Can you talk to us a bit about the challenges and lessons you’ve learned along the way. Looking back would you say it’s been easy or smooth in retrospect?
I always loved dancing and started my career in clubs as a promoter for Back Door Bamby on South Beach in 2002. When the owners of Poplife were opening their own club (the former I/O Lounge), they asked if I would put together a night for the club. To cut down on costs, I hired myself as a DJ. I was very lucky to get tutorials on spinning with CDs by the Poplife crew, tips on spinning vinyl from Deejay Smeejay, and a very generous vinyl starter kit from DJ Le Spam. When my night at I/O Lounge was over after a few months, I didn’t think that I’d ever DJ for someone else. Thankfully, Lolo hired me to DJ a side room at her weekly retro night (at the former Soho Lounge). I was asked to start DJing at art events, fundraisers and private parties, so I used my credit cards to get the DJ equipment and sound gear that I needed. It was a big investment! There were times that I was working four jobs at once, trying to make ends meet. My family was extremely supportive and had I not been able to live at my parent’s house; there is no way I could’ve continued this pursuit.

Appreciate you sharing that. What else should we know about what you do?
My favorite way to DJ is in an “open format” style – which lets me move from genre to genre but keeping a through-line by “beat matching” (keeping the tempo of the songs the same while transitioning). I truly love a wide variety of music, so being able to go from jazz and retro cocktail music to disco, R&B, country, hip-hop, classic rock, indie rock, electro, freestyle, Miami Bass, and beyond is always fun for me. The most obvious thing that sets me apart from other DJs is my ’80s-workout outfits… very Olivia Newton-John and Richard Simmons. It was fun and cheeky when I was a slender thing in my 20s, and it is now more ridiculous since I committed to a fully-bearded bear. Putting on the costume always helps me get in the right mindset. Dancing and lip-synching while I DJ is one of my favorite joys. I used to do it by myself in my bedroom, but it is even more fun to do in public.

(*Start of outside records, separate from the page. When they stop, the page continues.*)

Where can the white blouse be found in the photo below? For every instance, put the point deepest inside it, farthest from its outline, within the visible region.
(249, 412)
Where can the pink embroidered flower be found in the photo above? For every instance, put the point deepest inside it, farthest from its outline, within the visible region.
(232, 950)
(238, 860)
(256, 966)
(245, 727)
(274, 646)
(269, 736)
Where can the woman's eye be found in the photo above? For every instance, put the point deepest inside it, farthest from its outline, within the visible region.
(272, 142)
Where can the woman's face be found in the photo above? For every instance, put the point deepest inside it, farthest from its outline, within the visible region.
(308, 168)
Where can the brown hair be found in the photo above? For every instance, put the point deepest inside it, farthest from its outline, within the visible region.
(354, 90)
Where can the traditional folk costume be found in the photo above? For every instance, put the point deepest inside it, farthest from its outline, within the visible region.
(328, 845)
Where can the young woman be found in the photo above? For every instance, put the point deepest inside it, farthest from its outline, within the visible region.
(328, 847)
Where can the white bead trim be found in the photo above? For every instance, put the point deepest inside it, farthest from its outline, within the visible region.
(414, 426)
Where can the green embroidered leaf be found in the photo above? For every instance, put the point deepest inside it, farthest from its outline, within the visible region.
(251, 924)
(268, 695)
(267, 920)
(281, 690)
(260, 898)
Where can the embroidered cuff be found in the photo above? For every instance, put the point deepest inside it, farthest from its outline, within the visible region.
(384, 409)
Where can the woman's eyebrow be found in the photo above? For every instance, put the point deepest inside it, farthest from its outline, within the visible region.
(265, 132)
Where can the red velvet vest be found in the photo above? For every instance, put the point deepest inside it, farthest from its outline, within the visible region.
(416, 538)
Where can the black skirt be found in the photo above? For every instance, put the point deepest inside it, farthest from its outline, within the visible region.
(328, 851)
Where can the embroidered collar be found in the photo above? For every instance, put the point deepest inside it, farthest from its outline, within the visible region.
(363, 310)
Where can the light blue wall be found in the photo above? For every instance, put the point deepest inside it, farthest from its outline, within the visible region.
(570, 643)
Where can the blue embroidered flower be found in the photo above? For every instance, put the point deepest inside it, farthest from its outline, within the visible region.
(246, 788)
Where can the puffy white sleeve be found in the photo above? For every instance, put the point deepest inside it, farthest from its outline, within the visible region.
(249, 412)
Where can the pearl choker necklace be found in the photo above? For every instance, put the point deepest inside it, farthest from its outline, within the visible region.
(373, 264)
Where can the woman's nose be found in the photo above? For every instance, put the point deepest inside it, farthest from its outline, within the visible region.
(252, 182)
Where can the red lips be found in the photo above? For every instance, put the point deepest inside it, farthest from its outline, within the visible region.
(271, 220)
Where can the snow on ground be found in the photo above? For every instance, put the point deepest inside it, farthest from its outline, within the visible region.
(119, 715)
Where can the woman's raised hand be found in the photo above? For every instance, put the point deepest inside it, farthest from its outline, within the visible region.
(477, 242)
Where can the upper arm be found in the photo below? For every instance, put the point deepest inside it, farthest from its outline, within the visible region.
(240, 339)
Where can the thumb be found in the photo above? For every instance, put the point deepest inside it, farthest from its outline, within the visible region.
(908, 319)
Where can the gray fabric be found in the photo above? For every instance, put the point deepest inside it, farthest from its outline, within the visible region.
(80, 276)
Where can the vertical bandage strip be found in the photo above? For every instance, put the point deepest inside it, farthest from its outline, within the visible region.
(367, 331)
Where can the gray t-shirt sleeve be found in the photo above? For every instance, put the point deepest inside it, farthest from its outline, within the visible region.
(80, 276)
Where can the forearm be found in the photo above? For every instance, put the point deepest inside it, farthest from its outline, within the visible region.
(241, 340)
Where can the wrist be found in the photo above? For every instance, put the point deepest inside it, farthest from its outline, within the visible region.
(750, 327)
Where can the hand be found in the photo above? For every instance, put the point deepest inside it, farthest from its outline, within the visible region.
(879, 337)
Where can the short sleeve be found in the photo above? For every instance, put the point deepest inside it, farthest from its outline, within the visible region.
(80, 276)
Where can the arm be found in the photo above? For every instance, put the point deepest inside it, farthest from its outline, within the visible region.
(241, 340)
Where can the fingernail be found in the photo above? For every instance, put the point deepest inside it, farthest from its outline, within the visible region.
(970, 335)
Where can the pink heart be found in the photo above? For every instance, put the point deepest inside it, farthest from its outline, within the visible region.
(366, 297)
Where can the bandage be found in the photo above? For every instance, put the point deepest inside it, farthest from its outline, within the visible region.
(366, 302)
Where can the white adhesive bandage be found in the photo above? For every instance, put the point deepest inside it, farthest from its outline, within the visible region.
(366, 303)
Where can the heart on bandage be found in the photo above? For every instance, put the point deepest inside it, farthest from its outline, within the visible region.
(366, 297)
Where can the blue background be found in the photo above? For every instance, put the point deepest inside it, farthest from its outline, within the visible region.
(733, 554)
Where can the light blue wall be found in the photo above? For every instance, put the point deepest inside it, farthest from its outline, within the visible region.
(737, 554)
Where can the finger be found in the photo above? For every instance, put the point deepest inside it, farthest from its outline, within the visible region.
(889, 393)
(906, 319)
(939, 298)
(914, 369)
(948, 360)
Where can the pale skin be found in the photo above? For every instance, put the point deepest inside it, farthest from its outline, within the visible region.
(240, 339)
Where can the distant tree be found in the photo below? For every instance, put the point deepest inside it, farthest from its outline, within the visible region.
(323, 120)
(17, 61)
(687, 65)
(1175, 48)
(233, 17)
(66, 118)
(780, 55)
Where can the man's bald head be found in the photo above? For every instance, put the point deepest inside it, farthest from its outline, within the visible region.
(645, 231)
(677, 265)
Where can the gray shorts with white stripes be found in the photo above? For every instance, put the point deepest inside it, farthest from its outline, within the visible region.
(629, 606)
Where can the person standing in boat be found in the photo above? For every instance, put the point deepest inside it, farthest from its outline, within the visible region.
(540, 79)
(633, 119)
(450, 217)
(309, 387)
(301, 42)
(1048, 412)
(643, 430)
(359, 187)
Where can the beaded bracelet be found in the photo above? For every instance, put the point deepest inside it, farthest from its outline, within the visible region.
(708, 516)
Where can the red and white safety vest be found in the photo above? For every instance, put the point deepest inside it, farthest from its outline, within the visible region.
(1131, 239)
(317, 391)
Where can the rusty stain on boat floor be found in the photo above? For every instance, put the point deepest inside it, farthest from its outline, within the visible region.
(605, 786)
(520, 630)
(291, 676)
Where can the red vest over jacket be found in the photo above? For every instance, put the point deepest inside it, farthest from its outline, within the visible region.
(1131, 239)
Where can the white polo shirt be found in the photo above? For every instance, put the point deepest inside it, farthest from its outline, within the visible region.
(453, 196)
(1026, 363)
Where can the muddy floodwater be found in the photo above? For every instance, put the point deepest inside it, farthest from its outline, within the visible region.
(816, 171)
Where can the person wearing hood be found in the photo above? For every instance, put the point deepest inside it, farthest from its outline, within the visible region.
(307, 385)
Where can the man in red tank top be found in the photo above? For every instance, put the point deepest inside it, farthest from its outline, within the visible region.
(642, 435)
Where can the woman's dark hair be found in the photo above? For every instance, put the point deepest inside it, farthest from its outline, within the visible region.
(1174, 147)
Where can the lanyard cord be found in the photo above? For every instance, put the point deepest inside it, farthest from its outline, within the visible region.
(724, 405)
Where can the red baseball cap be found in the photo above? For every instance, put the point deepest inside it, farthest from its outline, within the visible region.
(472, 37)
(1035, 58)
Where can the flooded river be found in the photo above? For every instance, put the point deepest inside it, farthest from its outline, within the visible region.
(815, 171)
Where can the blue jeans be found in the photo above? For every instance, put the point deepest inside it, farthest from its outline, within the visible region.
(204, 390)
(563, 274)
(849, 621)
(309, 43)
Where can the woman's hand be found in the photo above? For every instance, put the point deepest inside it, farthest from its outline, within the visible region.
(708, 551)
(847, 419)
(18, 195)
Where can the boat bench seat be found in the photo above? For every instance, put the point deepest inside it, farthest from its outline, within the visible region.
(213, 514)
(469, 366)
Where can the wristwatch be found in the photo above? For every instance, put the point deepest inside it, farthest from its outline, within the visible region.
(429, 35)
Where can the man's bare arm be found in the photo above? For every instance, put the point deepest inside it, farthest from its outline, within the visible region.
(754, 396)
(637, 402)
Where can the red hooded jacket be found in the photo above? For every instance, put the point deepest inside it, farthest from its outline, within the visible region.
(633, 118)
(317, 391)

Let’s talk about our city – what do you love? What do you not love?
The best thing about Miami is the melting pot of cultures. I feel so lucky to have grown up with a very diverse group of friends from different backgrounds and disparate parts of the county. That was one of the biggest benefits of the public magnet school system (even if I had to wake up at 5 am to catch the school bus). Although it is not limited to Miami-Dade County, the level of political corruption in this city has hindered our ability to be the best, most supportive, safe, and respectful place it can be. I remember when South Beach was only for retirees and gangs when Miami was labeled the most dangerous place in America when cities within the county declared bankruptcy, and when we had both the wealthiest and poorest cities in America located within miles of each other. These were all symptoms of much larger social issues that were not being properly addressed. It will take a lot of work and the right leadership, but we can be so much better. I love South Florida, even when it drives me crazy.